Native American tribes to build a bison processing plant
By Lacey Newlin, High Plains/Midwest Ag Journal
July 8, 2019
The American Indians have considered the bison a sacred animal for centuries and the bison has continued to support the tribes in the modern era, even with modest numbers. The Cheyenne and Arapaho tribes in Oklahoma are now working to better market the animal most commonly associated with them and open a bison processing facility near El Reno, Oklahoma.
“We have a bison herd and we’ve been raising them to sustain ourselves,” said Nathan Hart, business director for the Cheyenne and Arapaho tribes. “We’ve looked into the commercial markets and expanding with a private label bison product. In the bison industry, you really have a limited number of animals around the country. A lot of people are making efforts to expand their herds.”
As far as agricultural interests, Hart says the Cheyenne and Arapaho tribes have a small cattle herd of about 150 head and their bison herd consists of about 450 head. All together their agricultural program manages 9,800 acres of land, and much of it is soon to undergo a transformation.

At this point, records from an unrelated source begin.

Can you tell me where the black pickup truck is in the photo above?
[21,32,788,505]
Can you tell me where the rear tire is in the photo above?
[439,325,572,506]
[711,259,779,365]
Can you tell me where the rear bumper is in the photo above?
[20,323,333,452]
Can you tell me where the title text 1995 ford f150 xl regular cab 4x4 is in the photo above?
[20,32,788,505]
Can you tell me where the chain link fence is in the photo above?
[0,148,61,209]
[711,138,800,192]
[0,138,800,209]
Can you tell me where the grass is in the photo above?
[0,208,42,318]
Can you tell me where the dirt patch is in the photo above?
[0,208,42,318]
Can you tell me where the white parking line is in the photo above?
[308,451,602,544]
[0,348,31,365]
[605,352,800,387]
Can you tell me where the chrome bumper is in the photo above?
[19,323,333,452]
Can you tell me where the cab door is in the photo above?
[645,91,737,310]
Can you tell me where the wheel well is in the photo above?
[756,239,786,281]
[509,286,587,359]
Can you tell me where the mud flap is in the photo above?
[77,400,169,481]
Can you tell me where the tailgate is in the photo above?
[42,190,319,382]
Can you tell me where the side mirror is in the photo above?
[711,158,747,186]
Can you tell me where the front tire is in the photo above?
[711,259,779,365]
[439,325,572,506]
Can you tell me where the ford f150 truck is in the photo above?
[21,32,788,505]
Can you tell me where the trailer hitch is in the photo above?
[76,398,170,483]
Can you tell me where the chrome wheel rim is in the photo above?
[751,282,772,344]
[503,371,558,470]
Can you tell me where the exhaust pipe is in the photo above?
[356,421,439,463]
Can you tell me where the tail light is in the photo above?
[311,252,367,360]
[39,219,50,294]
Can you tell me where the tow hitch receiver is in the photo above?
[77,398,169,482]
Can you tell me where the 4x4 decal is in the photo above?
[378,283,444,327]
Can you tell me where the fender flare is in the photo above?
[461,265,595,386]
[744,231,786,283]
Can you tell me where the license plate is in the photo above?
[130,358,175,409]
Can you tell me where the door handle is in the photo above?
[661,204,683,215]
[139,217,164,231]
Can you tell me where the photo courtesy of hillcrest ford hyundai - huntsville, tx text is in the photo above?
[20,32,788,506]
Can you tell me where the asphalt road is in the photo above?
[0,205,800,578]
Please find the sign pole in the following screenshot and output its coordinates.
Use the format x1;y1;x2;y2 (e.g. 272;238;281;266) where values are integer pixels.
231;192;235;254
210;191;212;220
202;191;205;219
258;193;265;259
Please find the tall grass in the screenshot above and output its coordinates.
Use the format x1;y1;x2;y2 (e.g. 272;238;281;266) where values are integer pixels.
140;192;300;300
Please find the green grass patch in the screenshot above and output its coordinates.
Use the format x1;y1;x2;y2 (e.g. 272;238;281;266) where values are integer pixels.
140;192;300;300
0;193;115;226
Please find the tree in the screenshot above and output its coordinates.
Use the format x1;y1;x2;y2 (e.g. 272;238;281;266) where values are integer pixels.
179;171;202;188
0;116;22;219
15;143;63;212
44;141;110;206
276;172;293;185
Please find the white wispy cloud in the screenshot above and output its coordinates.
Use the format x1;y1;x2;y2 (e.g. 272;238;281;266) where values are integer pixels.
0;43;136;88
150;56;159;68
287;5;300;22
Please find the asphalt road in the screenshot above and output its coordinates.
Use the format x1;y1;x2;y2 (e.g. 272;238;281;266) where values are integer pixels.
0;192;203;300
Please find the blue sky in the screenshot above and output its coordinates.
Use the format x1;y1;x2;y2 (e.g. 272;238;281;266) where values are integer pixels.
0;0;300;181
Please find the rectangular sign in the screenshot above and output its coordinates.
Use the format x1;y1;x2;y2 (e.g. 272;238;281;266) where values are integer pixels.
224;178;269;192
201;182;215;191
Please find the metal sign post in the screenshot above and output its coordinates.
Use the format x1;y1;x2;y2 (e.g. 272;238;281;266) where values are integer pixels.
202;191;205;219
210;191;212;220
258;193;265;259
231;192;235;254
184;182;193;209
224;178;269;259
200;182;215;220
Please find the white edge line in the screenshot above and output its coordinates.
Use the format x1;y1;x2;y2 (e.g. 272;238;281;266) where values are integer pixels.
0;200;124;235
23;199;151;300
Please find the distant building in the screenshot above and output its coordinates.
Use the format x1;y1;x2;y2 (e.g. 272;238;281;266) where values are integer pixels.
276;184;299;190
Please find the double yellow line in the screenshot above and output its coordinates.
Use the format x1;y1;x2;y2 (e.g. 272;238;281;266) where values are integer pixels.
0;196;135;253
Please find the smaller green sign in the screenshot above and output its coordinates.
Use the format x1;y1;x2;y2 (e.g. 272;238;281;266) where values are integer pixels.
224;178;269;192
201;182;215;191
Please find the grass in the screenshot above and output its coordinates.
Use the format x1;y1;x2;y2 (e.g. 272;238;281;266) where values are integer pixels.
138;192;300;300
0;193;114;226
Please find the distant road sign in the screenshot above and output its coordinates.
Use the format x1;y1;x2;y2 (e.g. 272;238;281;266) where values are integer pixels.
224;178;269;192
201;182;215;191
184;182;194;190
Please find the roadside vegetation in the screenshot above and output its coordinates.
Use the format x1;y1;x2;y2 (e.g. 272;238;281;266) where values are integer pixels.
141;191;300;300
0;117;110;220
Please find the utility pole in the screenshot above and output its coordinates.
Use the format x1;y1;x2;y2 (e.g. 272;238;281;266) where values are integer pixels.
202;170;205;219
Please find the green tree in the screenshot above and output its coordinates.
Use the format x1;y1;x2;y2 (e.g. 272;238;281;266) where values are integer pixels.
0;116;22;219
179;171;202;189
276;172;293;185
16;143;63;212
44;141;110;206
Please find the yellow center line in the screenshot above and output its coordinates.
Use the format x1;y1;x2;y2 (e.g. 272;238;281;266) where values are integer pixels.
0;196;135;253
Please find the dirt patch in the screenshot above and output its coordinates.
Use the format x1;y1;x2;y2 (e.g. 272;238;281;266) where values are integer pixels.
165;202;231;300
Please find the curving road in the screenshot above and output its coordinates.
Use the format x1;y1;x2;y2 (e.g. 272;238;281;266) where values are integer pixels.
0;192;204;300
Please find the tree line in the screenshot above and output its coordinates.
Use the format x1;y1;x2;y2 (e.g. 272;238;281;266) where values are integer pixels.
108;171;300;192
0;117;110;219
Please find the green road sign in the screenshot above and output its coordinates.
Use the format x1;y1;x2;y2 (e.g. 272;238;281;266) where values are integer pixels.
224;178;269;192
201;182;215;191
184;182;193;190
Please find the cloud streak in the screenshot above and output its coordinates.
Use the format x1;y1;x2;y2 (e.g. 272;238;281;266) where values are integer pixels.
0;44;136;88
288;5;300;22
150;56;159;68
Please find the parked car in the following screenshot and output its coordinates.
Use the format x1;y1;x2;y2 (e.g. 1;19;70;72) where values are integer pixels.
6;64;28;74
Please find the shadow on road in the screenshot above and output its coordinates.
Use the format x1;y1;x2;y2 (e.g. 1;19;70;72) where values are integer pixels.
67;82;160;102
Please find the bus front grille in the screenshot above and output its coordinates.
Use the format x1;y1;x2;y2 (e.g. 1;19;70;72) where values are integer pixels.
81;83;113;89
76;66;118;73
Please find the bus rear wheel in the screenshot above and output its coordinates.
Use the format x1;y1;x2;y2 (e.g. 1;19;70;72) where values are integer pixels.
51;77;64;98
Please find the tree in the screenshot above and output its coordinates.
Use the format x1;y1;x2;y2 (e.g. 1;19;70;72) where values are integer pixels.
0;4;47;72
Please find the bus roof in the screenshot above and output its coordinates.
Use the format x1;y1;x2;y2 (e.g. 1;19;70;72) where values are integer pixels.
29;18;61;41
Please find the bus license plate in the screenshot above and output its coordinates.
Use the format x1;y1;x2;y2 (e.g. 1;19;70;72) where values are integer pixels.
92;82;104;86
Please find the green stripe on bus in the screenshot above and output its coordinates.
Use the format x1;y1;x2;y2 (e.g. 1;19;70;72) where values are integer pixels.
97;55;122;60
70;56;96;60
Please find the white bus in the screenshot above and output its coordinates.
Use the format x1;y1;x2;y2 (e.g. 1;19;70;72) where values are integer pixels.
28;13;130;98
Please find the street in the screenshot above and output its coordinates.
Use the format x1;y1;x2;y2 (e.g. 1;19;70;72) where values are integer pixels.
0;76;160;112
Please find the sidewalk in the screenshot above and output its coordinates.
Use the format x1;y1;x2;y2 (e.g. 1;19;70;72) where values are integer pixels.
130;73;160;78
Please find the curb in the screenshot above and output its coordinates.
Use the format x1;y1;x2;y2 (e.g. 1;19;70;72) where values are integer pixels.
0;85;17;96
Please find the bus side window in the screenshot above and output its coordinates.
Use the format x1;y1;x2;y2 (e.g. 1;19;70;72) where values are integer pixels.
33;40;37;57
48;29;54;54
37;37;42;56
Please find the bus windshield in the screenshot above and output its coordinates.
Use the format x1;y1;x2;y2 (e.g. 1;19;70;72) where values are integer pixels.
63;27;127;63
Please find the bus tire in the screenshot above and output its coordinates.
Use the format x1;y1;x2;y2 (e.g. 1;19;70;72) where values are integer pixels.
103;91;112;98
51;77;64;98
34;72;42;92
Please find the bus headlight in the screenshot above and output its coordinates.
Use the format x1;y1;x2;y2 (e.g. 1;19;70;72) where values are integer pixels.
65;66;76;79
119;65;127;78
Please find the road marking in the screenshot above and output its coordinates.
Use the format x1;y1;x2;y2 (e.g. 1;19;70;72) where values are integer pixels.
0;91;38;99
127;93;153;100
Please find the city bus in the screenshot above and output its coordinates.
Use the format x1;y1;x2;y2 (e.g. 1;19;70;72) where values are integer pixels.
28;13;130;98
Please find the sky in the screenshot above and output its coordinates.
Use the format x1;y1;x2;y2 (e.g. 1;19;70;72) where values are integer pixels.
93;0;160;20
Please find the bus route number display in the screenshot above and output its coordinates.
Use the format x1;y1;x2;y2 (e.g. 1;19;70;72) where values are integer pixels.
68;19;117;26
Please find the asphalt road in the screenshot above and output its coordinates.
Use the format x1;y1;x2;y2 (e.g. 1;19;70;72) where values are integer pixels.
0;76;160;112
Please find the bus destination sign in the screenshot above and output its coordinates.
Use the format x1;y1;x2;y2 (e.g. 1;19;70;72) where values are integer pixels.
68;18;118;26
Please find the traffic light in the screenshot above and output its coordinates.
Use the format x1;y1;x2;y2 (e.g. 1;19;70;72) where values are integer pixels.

“We did have some row crops, but we are in the process of converting everything back to focus primarily on bison in the next three to five years,” Hart said. “A lot of what we’re doing is going back and taking old cropland with wheat-soybean rotations and putting that back into native grasses.”
Hart says the reason the tribe has chosen to change their agricultural program is they believe bison to be a much more economically sound investment for the tribe’s future.
“The demand and prices always fluctuate but right now bison is worth double the price of beef on a per-pound basis,” Hart said.